We further agree with defendant that the court erred in denying that part of its motion seeking dismissal against it of plaintiff's common-law failure to report cause of action pursuant to CPLR 3211 (a) (7) (see generally Mirand v City of New York, 84 NY2d 44, 49 [1994]; Matter of Kimberly S.M. v Bradford Cent. School, 226 AD2d 85, 87-88 [4th Dept 1996]), and we further modify the order accordingly. In reviewing the pre-answer motion to dismiss pursuant to CPLR 3211, "we must 'accept the facts as alleged in the complaint as true, accord plaintiff[] the benefit of every possible favorable inference, and determine only whether the facts as alleged fit within any cognizable legal theory' " (Collins v Davirro, 160 AD3d 1343, 1343 [4th Dept 2018], quoting Leon v Martinez, 84 NY2d 83, 87-88 [1994]). "The allegations in a complaint, however, [*2]'cannot be vague and conclusory . . . , and [b]are legal conclusions will not suffice' " (Choromanskis v Chestnut Homeowners Assn., Inc., 147 AD3d 1477, 1478 [4th Dept 2017]; see Simkin v Blank, 19 NY3d 46, 52 [2012]). Further, "[i]n assessing a motion under CPLR 3211 (a) (7), . . . a court may freely consider affidavits submitted by the plaintiff to remedy any defects in the complaint" (Leon, 84 NY2d at 88; see Burton v Sciano, 110 AD3d 1435, 1436 [4th Dept 2013]).

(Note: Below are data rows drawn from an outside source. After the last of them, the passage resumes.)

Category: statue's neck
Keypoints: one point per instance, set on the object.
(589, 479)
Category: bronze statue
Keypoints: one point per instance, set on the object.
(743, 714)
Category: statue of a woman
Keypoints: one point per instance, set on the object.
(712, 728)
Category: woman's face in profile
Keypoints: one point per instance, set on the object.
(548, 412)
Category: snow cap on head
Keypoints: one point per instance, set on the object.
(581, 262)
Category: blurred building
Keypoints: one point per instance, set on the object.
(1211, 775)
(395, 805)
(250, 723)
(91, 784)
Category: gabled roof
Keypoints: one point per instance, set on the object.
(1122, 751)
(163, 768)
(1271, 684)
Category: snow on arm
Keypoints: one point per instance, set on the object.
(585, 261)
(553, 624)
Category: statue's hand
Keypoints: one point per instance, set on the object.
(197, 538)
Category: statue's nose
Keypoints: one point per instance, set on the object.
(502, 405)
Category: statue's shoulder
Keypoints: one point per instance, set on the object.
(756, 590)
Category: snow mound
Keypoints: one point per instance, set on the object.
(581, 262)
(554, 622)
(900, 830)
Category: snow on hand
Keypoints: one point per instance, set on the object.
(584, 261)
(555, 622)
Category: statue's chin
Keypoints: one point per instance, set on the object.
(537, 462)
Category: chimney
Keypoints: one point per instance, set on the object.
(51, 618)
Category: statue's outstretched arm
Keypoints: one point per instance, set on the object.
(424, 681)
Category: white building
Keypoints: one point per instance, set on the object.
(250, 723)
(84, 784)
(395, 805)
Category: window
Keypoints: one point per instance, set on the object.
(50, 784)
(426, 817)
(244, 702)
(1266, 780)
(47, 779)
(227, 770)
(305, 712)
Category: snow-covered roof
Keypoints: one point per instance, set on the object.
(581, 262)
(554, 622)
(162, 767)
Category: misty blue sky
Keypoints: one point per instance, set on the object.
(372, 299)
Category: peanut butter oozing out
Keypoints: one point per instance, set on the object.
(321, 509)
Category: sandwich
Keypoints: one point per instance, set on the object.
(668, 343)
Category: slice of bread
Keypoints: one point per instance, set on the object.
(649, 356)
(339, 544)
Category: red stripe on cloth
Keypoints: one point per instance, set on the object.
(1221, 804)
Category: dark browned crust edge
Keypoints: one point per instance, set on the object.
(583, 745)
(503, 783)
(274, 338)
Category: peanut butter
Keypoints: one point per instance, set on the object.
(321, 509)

A school's common-law duty to adequately supervise its students "derives from the simple fact that a school, in assuming physical custody and control over its students, effectively takes the place of parents and guardians" (Mirand, 84 NY2d at 49; see also Kimberly S.M., 226 AD2d at 87-88). Here, the allegations in the complaint regarding the common-law failure to report cause of action against defendant consist of "bare legal conclusions without factual support [that] are insufficient to withstand a motion to dismiss" (Medical Care of W. N. Y. v Allstate Ins. Co., 175 AD3d 878, 879 [4th Dept 2019]). Plaintiff's common-law failure to report cause of action is based on defendant's alleged knowledge of and failure to report "Fleming's [s]exual [a]buse of [p]laintiff and other minor students." In opposition to defendant's motion, plaintiff submitted an affidavit wherein she averred that she had been sexually abused, not by Fleming, but by a different West High School teacher while off of school grounds and outside of school hours. Inasmuch as that incident took place "well beyond the supervisory responsibility of [defendant]," defendant "owed no common-law duty to report the suspected case of child sexual abuse to anyone" (Kimberly S.M., 226 AD2d at 88). The court therefore erred in denying that part of defendant's motion seeking dismissal of plaintiff's second cause of action against it.